Find The Local Maximum And Minimum Values And Saddle Points Of The Following Functions:a) $f(x, Y)=x^4+y^4-4xy+1$b) $f(x, Y)=x^3y+12x^2-8y$c) $f(x, Y)=e^{4y-x^2-y^2}$

In calculus, finding the local maximum, minimum, and saddle points of a function is crucial in understanding its behavior and properties. This article will guide you through the process of finding these critical points for three given multivariable functions.
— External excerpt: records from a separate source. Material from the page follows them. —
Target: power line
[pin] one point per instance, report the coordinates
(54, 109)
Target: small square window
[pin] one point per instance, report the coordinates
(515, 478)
Function a) $f(x, y)=x^4+y^4-4xy+1$

To find the local maximum, minimum, and saddle points of the function $f(x, y)=x^4+y^4-4xy+1$, we need to find the critical points by taking the partial derivatives of the function with respect to $x$ and $y$ and setting them equal to zero.

Partial Derivatives

The partial derivatives of the function $f(x, y)$ with respect to $x$ and $y$ are:

• $\frac{\partial f}{\partial x} = 4x^3 - 4y$
• $\frac{\partial f}{\partial y} = 4y^3 - 4x$

Critical Points

To find the critical points, we set the partial derivatives equal to zero and solve for $x$ and $y$:

• $4x^3 - 4y = 0$
• $4y^3 - 4x = 0$

Solving these equations simultaneously, we get:

• $x = 0$
• $y = 0$

Therefore, the only critical point of the function $f(x, y)=x^4+y^4-4xy+1$ is $(0, 0)$.

Second Derivative Test

To determine the nature of the critical point $(0, 0)$, we need to compute the second partial derivatives of the function and evaluate the discriminant:

• $\frac{\partial^2 f}{\partial x^2} = 12x^2$
• $\frac{\partial^2 f}{\partial y^2} = 12y^2$
• $\frac{\partial^2 f}{\partial x \partial y} = -4$

Evaluating the discriminant at the critical point $(0, 0)$, we get:

• $D(0, 0) = \frac{\partial^2 f}{\partial x^2}(0, 0) \cdot \frac{\partial^2 f}{\partial y^2}(0, 0) - \left(\frac{\partial^2 f}{\partial x \partial y}(0, 0)\right)^2 = 0$

Since the discriminant is zero, the second derivative test is inconclusive, and we need to use other methods to determine the nature of the critical point.

Conclusion

In conclusion, the function $f(x, y)=x^4+y^4-4xy+1$ has only one critical point at $(0, 0)$. However, the second derivative test is inconclusive, and further analysis is required to determine the nature of this critical point.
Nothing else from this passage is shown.